“I fancy she will have no objection; at least, she said to me, 'You will not fail to inform me of your friend Mr. Stocmar's arrival here;' and I promised as much.”
“Well, you must arrange our meeting speedily, Trover, for I mean to be at Naples next week, at Barcelona and Madrid the week after. The worthy Public, for whose pleasure I provide, will, above all things, have novelty,—excellence, if you can, but novelty must be procured them.”
“Leave it to me, and you shall have an interview tomorrow or the day after.”
A strange telegraphic intelligence seemed to pass from Paten to the manager, for Stocmar quickly said, “By the way, don't drop any hint that Paten is with me; he has n't got the best of reputations behind the scenes, and it would, perhaps, mar all our arrangements to mention him.”
Trover put a finger to his lips in sign of secrecy, and said, “You are right there.
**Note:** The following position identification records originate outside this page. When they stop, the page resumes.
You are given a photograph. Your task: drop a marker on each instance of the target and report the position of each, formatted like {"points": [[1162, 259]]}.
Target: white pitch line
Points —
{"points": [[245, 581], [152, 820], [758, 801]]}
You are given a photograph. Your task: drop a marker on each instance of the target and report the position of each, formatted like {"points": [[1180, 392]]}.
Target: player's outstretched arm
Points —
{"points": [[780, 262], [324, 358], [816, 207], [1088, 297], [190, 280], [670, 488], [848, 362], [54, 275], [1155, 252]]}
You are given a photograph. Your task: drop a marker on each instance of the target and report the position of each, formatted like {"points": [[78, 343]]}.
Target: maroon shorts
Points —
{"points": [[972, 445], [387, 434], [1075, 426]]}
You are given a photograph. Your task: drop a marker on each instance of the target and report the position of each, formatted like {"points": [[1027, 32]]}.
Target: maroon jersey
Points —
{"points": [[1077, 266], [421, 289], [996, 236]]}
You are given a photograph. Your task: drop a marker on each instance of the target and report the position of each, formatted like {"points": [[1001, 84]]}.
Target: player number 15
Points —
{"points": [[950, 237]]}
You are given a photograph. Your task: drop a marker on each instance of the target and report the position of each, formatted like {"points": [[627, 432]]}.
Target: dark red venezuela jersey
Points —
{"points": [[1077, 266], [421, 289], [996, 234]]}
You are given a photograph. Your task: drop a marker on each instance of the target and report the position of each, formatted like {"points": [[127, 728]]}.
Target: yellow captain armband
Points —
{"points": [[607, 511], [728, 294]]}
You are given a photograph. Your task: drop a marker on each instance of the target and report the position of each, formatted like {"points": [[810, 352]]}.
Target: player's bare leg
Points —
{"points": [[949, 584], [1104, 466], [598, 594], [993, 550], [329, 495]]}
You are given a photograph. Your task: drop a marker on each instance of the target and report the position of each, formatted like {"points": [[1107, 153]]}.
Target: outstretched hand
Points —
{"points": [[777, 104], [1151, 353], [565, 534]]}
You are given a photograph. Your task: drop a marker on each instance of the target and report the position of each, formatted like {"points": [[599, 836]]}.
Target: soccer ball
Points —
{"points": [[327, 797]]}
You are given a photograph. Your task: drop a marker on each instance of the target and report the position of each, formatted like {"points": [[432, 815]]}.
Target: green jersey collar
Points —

She repeatedly questioned me on the score of your own morality, Stocmar, expressing great misgivings about theatrical folk generally.”
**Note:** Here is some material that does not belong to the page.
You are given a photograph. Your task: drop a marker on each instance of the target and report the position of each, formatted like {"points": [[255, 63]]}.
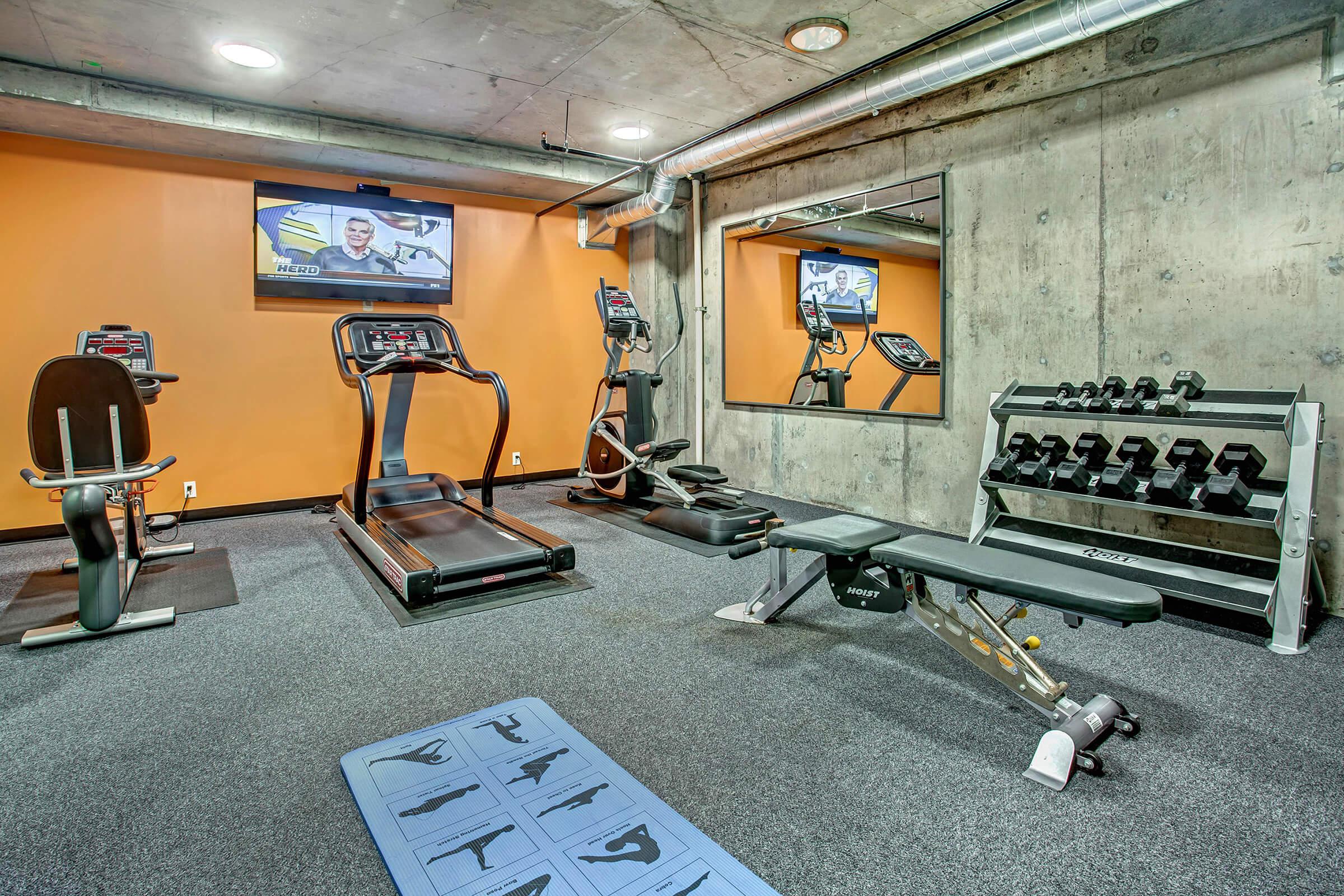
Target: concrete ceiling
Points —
{"points": [[496, 72]]}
“Take my word for it, then, the lady is a fast one herself,” said Stocmar; “for, like the virtuous Pangloss, she knows what wickedness is.”
“It is deuced hard to say what she is,” broke in Trover. “My partner, Twist, declares she must have been a stockbroker or a notary public. She knows the whole share-list of Europe, and can quote you the 'price current' of every security in the Old World or the New; not to say that she is deeply versed in all the wily relations between the course of politics and the exchanges, and can surmise, to a nicety, how every spoken word of a minister can react upon the money-market.”
“She cannot have much to do with such interests, I take it,” said Paten, in assumed indifference.
“Not upon her own account, certainly,” replied Trover; “but such is her influence over this old Baronet, that she persuades him to sell out here, and buy in there, just as the mood inclines her.”
“And is he so very rich?” asked Stocmar.